My unfortunate conclusion is that it matters not at all; whether you kill it or not, or whether it has a consciousness or pain. Ethics, being a purely human construct, is irrelevant, save to assuage our own reflexive guilt. But insofar as that is true, then do as you feel you should.

Alistair Reid

If you have a philosophical objection to killing, you could place a tiny droplet of beer or wine next to the damaged insect. This will have a suitably anaesthetic effect, and ensure that the final moments of the insect are happy, if the thing is in fact capable of happiness. It's also a good excuse for opening a bottle of beer or wine, and the insect's share hardly diminishes from the total.

Martin Gradwell

Looks like the philosophers and theists have made their cases.
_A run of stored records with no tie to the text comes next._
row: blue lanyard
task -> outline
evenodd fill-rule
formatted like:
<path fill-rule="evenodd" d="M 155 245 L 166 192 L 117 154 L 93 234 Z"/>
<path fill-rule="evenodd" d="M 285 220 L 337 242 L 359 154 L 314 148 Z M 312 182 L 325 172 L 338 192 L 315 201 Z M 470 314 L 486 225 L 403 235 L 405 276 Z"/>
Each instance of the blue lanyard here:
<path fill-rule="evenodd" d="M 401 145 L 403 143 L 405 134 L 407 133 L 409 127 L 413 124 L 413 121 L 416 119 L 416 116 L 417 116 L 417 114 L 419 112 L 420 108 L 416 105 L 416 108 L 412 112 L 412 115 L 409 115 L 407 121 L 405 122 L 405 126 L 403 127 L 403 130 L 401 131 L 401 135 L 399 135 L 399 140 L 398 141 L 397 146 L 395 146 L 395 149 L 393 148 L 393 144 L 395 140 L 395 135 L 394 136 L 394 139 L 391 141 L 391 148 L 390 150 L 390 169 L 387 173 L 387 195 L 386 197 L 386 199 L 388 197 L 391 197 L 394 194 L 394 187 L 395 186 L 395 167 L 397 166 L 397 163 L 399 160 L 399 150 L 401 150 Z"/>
As far as entomologists are concerned, insects do not have pain receptors the way vertebrates do. They don't feel 'pain', but may feel irritation and probably can sense if they are damaged. Even so, they certainly cannot suffer because they don't have emotions. If you heavily injure an insect, it will most likely die soon: either immediately because it will be unable to escape a predator, or slowly from infection or starvation. Ultimately this crippling will be more of an inconvenience to the insect than a torturous existence, so it has no 'misery' to be put out of, but also no real purpose. If it can't breed any more it has no reason to live.

In other words, I have not answered your question because, as far as the science is concerned, neither the insect nor the world will really care either way. Personally, though, I'd avoid doing more damage than you've already done. 1) Maybe the insect will recover, depending on how damaged it is. 2) Some faiths do forbid taking animal lives, so why go out of your way to kill? 3) You'll stain your shoe.